Signed into law on May 22, 2009, most of the provisions in the long overdue Credit Card Accountability Responsibility and Disclosure Act didn’t take effect until February 22, 2010.
Here are some of the highlights of this bill and how they will affect you.
No Interest Rate Increases on Previous Balances
If your credit card issuer raises your rate, it will not apply to any balance that you had prior to the rate increase. The new rate will only be in effect for future purchases. The only exceptions to this rule are:
- If a “teaser” or introductory rate has expired
- Your card has a variable interest rate
- If you are enrolled in a “hardship” payment plan that calls for rate increases over time; you were in a plan that has expired, or if you fail to honor the terms of a plan
- You are more than 60 days late making a payment
- However, if you make your payments on time for the next 6 months then your issuer must reduce your interest rate back to it’s previous level
No Interest Rate Increases for the First 12 Months
If you open a new credit card account, the issuer cannot raise your interest rate within the first year except in the situations listed above.
Universal Default is Banned
This is where a credit card issuer will increase your interest rate – even if you have never made a late payment with them – based solely on your activity with other accounts. As of February 22, 2010, this practice is illegal.
Over-Limit Fees
In the past, if you made a purchase that caused your credit card to go over the limit, the charge was usually accepted and you were charged a hefty fee for that “privilege”. But now cardholders will have to “opt in” to receiving over-limit fees. This means that if you do not explicitly agree to being charged for going over your credit limit, any purchase that you attempt to make that will push you over your limit will be denied.

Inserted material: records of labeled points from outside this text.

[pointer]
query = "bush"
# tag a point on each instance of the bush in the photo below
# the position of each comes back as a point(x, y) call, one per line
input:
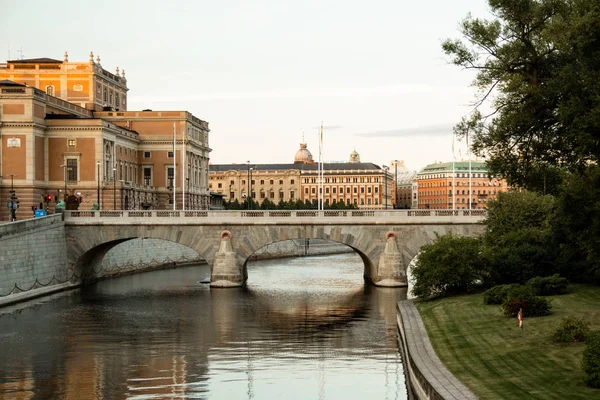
point(590, 363)
point(548, 286)
point(522, 297)
point(496, 295)
point(451, 265)
point(571, 329)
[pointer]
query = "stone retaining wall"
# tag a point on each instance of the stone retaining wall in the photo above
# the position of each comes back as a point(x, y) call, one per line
point(426, 376)
point(33, 258)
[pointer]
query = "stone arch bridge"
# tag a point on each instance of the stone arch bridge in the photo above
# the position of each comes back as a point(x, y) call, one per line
point(385, 240)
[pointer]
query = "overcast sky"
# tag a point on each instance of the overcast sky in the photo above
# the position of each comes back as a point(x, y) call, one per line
point(264, 72)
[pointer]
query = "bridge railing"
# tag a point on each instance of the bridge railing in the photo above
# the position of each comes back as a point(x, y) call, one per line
point(479, 214)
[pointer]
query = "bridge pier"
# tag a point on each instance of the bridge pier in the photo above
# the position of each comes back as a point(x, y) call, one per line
point(391, 271)
point(226, 271)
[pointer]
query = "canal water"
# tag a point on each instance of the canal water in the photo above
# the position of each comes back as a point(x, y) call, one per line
point(302, 328)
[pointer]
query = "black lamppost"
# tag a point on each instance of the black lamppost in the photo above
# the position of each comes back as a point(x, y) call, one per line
point(385, 169)
point(114, 188)
point(65, 193)
point(98, 164)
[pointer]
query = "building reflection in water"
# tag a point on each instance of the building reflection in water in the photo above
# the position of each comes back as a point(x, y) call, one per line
point(302, 328)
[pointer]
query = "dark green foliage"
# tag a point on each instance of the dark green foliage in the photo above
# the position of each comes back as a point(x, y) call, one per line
point(450, 265)
point(522, 297)
point(576, 226)
point(590, 362)
point(518, 239)
point(548, 286)
point(496, 294)
point(537, 64)
point(571, 329)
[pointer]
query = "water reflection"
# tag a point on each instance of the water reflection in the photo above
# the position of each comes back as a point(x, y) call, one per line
point(303, 328)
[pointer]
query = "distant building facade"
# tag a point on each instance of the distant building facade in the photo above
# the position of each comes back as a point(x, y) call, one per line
point(59, 143)
point(365, 185)
point(459, 185)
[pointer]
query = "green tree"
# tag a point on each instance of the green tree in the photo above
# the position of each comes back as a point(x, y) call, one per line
point(518, 237)
point(537, 67)
point(450, 265)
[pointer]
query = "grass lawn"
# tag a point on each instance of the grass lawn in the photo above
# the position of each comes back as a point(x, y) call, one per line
point(488, 353)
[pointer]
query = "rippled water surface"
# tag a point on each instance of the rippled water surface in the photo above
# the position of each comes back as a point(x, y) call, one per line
point(302, 328)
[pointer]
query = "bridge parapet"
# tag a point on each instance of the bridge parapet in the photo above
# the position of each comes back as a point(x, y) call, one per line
point(267, 217)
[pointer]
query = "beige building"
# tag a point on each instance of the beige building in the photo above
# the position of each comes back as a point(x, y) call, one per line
point(458, 185)
point(54, 149)
point(365, 185)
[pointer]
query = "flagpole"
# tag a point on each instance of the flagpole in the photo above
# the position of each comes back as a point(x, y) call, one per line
point(183, 155)
point(174, 166)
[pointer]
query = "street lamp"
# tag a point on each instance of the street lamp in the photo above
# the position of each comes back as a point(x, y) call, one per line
point(65, 170)
point(385, 169)
point(98, 164)
point(13, 198)
point(114, 188)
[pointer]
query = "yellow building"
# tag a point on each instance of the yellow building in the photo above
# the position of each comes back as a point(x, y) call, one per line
point(121, 159)
point(364, 185)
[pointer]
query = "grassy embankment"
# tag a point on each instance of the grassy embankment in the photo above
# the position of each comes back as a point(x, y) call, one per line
point(488, 353)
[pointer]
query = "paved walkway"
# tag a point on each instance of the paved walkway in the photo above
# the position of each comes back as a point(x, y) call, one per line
point(424, 358)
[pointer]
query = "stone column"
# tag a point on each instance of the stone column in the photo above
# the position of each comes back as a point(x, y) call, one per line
point(226, 272)
point(391, 271)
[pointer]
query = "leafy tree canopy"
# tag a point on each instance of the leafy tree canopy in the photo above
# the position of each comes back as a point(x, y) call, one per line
point(537, 64)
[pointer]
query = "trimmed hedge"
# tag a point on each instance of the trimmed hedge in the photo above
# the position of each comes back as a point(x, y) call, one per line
point(549, 285)
point(571, 329)
point(523, 297)
point(590, 363)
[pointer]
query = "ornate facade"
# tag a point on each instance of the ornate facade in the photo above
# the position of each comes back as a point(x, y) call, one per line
point(365, 185)
point(458, 185)
point(56, 143)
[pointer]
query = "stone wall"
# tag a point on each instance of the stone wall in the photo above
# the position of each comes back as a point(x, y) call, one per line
point(426, 377)
point(33, 258)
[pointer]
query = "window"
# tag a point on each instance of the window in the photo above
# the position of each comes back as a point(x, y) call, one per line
point(72, 170)
point(148, 176)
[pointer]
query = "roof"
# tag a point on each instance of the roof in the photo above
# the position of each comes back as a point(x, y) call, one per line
point(480, 166)
point(300, 167)
point(43, 60)
point(7, 82)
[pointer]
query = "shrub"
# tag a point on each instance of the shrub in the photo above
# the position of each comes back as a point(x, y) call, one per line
point(590, 363)
point(571, 329)
point(548, 286)
point(451, 265)
point(522, 297)
point(496, 295)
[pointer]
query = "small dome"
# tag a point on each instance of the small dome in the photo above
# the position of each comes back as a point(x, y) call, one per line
point(354, 157)
point(303, 156)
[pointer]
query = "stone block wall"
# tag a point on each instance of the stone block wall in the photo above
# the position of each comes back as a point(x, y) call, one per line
point(33, 255)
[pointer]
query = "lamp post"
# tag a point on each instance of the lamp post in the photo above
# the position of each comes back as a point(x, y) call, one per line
point(248, 185)
point(98, 164)
point(250, 193)
point(65, 170)
point(385, 169)
point(114, 188)
point(13, 198)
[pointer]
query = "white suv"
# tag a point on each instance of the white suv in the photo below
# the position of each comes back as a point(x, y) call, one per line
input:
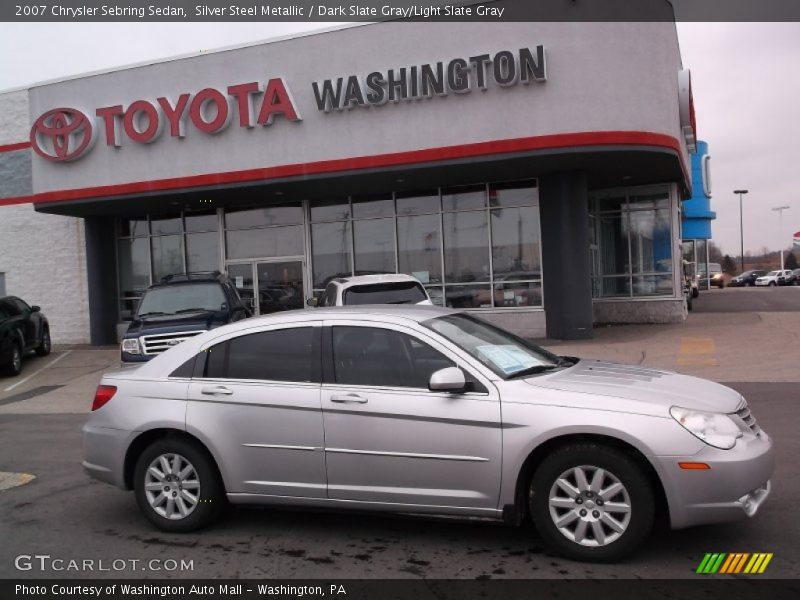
point(773, 278)
point(373, 289)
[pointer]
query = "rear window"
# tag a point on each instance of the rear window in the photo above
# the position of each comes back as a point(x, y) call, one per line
point(400, 292)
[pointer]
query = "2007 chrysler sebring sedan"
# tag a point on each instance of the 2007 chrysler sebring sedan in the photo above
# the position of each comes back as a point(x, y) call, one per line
point(424, 410)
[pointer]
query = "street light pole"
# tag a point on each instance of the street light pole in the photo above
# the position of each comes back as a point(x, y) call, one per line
point(780, 210)
point(741, 224)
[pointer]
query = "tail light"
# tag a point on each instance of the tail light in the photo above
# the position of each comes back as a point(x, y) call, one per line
point(103, 394)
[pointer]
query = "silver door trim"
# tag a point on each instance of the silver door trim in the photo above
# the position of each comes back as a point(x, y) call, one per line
point(410, 455)
point(283, 447)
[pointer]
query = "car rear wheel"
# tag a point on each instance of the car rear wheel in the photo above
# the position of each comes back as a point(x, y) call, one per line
point(177, 486)
point(591, 502)
point(14, 365)
point(44, 348)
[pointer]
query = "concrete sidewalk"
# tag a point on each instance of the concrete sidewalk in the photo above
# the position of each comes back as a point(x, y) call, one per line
point(724, 347)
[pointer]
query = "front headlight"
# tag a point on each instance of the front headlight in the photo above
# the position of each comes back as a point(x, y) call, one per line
point(131, 346)
point(715, 429)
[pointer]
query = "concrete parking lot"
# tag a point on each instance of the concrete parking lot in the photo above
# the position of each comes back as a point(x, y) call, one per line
point(67, 515)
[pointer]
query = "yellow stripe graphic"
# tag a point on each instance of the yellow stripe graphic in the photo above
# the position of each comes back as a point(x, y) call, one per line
point(764, 564)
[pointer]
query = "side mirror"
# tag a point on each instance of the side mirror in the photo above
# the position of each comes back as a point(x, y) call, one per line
point(450, 379)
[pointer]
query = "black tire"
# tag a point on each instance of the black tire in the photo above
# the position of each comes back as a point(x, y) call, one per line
point(14, 365)
point(616, 465)
point(211, 496)
point(43, 349)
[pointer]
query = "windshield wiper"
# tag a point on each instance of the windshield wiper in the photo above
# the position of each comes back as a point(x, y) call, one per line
point(533, 370)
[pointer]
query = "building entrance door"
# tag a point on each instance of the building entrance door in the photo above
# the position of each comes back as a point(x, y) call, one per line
point(269, 286)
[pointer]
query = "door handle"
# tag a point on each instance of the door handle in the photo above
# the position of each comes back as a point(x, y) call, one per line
point(216, 390)
point(349, 398)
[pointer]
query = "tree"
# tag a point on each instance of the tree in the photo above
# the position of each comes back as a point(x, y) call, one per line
point(728, 266)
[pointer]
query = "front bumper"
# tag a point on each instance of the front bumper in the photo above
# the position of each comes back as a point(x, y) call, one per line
point(736, 485)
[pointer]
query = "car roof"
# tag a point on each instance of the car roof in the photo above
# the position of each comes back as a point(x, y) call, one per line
point(373, 279)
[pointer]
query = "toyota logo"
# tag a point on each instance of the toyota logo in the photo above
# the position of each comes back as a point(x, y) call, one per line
point(62, 134)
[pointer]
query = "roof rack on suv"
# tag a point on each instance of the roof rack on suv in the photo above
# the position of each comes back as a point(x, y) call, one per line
point(190, 275)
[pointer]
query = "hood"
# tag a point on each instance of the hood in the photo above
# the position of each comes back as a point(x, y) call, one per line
point(206, 319)
point(652, 387)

If you agree to these fees, then you must be informed of the amount of the fee and have the option to opt out of the fees at any time. Also, the fee can only be charged once per billing period.
Subprime Cards
During the first year after a card is issued, the issuer cannot charge fees that total more than 25% of the credit limit on that card. For instance, if you open a credit card with a limit of $500, the total amount of fees that can be charged is $125.
This does not include fees charged for late payments, exceeding your credit limit or having insufficient funds.
This is to stop the practice of offering a consumer a card with a $250 limit and charging $179 in setup and annual fees.
Statements
Your issuer must mail your statement at least 21 days before your payment due date. If this is not done, there can be no late fee charged for any billing period where this does not happen. Also, if your card includes a grace period in which you can pay the balance in full and avoid any finance charges, your statement must be mailed out at least 21 days before the finance charges are scheduled to begin.
I think these changes are great. I never really paid attention to how sneaky credit card companies were until I started working for one. That experience made me get rid of all plastic. Thank God I have been plastic free for years. It is scary however because these “sneaky” fees are a large portion of their profit. I wonder Is it really the banks fault that “we” don’t read the fine print? Will these changes have a negative affect on the credit market?
Thank you so much for this article. I was reading another one on this topic and really got bogged down with the technicality of the changes. This really made the information clear and understandable. I was reading somewhere else that in spite of these changes, credit card companies are going to hit consumers in other ways – I hope that’s something you’ll be able to share with your readers too! Thanks again.